NCBI data curation protocol - SOP for editing GenomeTrakr submissions
Ruth Timme, William Wolfgang, Errol Strain, Maria Balkey, Robyn Randolph, Sai Laxmi Gubbala Venkata, Candace Hope Bias
Abstract
PURPOSE: After data are submitted to NCBI submitters often encounter the need to update, retract, or replace these records. This is called data curation. This protocol provides instructions for keeping these records up-to-date for each relevant database at NCBI.
SCOPE: This protocol covers curation for the following NCBI databases:
- BioProject
- BioSample
- Sequence Read Archive
V2. Edit submissions using the NCBI portal (Manage data). Moved "how to find my data" content to a new protocol.
Before start
Most updates to existing NCBI submissions are performed through email requests to each respective NCBI database (e.g. BioSample, BioProject, Sequence Read Archive, and Pathogen Detection). NCBI curators within each respective database expect these emails to update and retract data. It is their job to help the data stay current, so do not hesitate to correct errors when they are spotted.
Steps
BioProject Curation
How to edit a BioProject
- Click on the "Manage Data" tab within the submission portal, or navigate directly to "Manage Data": https://dataview.ncbi.nlm.nih.gov to edit Title, Organism, Description, URL, or publications for your BioProject.

-
In the menu, select BioProject, a complete list of your NCBI group bioprojects will be displayed.
-
Click on the BioProject that you need to edit.

- Fields available for editing will be displayed after selecting a BioProject.

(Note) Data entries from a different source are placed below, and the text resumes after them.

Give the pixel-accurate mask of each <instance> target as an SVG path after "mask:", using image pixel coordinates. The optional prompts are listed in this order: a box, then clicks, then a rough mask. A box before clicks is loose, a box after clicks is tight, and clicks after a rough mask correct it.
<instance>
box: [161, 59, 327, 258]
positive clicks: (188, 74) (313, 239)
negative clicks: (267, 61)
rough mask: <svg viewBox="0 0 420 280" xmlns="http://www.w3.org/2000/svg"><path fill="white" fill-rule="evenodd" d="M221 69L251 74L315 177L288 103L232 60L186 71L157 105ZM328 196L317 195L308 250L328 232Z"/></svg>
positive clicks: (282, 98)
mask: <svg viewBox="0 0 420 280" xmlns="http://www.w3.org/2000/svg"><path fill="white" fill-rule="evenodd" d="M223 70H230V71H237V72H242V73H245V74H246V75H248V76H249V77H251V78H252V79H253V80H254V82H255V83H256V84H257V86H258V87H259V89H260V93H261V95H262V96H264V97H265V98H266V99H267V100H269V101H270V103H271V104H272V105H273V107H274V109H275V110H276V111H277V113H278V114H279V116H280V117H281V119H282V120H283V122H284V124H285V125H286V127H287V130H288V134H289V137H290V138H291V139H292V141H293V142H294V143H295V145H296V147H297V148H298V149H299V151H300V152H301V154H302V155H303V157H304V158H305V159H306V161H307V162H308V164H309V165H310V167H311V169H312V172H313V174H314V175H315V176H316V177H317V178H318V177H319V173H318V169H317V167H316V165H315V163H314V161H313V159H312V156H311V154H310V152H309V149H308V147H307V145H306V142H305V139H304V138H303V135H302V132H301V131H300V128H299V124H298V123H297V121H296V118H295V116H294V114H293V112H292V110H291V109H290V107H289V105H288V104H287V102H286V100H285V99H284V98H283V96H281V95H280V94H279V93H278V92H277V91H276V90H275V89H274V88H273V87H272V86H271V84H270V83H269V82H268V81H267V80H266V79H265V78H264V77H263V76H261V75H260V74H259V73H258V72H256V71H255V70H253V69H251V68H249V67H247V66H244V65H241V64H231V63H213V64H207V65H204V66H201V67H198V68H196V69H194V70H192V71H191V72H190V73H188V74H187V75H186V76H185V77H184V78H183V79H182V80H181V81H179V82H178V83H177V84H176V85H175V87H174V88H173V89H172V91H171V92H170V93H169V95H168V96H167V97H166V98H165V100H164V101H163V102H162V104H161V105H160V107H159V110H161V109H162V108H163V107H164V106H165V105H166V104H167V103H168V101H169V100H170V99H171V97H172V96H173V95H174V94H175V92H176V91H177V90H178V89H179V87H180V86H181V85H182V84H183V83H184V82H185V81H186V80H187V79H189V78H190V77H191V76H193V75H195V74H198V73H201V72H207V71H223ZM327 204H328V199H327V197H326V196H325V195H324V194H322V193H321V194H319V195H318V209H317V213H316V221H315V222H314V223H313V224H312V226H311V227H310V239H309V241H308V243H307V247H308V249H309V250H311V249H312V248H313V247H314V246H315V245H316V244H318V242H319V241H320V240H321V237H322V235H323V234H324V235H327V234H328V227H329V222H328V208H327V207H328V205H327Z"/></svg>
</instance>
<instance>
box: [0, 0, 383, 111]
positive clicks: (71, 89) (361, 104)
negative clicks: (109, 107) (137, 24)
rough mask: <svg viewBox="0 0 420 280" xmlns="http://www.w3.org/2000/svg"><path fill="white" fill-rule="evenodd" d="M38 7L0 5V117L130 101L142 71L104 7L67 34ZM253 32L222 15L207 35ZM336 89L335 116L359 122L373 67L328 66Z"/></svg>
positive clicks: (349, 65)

- Click in any of the edit/add fields and proceed to add the corresponding BioProject information. Once the information is changed or added, click next and submit.


- A confirmation prompt will indicate that your updates are in progress.

Email for BioProject: bioprojecthelp@ncbi.nlm.nih.gov
Use this email for the following tasks, include the BioProject accession in the email subject:
-
Questions about errors or processing of a BioProject submission
-
Convert a Data BioProject to an Umbrella BioProject
-
Re-assign a BioProject from one Umbrella BioProject to another
BioSample curation
How to edit BioSamples.
All edits or updates to BioSample records are submitted via email to the BioSample database: biosamplehelp@ncbi.nlm.nih.gov biosamplehelp@ncbi.nlm.nih.gov
Use this email for the following tasks. Include your lab and the request date in your subject line for easy tracking, eg “FDA BioSample update, Dec 10, 2019”.
-
Questions about validation errors or processing of a BioSample submission.
-
Update, correct, or add fields to a BioSample(s)
-
Retraction
-
Add a linkage or re-assign linkage to a BioProject
You will receive a confirmation email that the updates were performed. These types of transactions are common for this database, so do not hesitate to submit multiple requests in one day.
How to retract one or multiple BioSamples
Email: biosamplehelp@ncbi.nlm.nih.gov
_Dear BioSampleHelp,_
_Please retract the following BioSamples due to sample mix-ups (or other reason):_
_SAMN\#\#\#\#\#\#\#\#_
_SAMN\#\#\#\#\#\#\#\#_
_SAMN\#\#\#\#\#\#\#\#_
_SAMN\#\#\#\#\#\#\#\#_
Thank you,
Ruth
How to update content in metadata fields or add new fields/attributes to a BioSample record(s)
Email: biosamplehelp@ncbi.nlm.nih.gov
Dear BioSampleHelp,
Please update the attached BioSample records.
Thanks,
Ruth
Attach a tab-delimited text file with the BioSample accessions in the first column and fields to update the right. You can attach a table to update one or multiple records at a time.
**Example:**
FDA_biosample_update_20220203_fb.txt (adding "sequenced_by" and "project_name" to a biosample)
- The following table will correct the collection date and isolation source on one BioSample record:
A | B | C |
---|---|---|
BioSample | collection_date | isolation_source |
SAMN12987335 | 2019-10-12 | cilantro |
Tab-delimited table for updating a BioSample record.
Re-assign a BioSample from one BioProject to another
Submit an update request with the new BioProject accession(s) specified in a column.
_Dear BioSampleHelp,_
Please process the attached BioSample updates and remove all previous BioProject links. remove all previous BioProject links.
Thanks,
Ruth
SRA curation
SRA updates and retractions
The following types of updates can be made within the submission portal under the “Manage data” tab:
- Sequence metadata, such as library ID, library strategy, sequencing platform or instrument.
- Associated BioSample or BioProject accession numbers
- Release date
-
Click on the "Manage Data" tab within the submission portal, or navigate directly to "Manage Data": https://dataview.ncbi.nlm.nih.gov
-
Query for SRR accession you'd like to update:
-
Click on the resulting "BioProject" link.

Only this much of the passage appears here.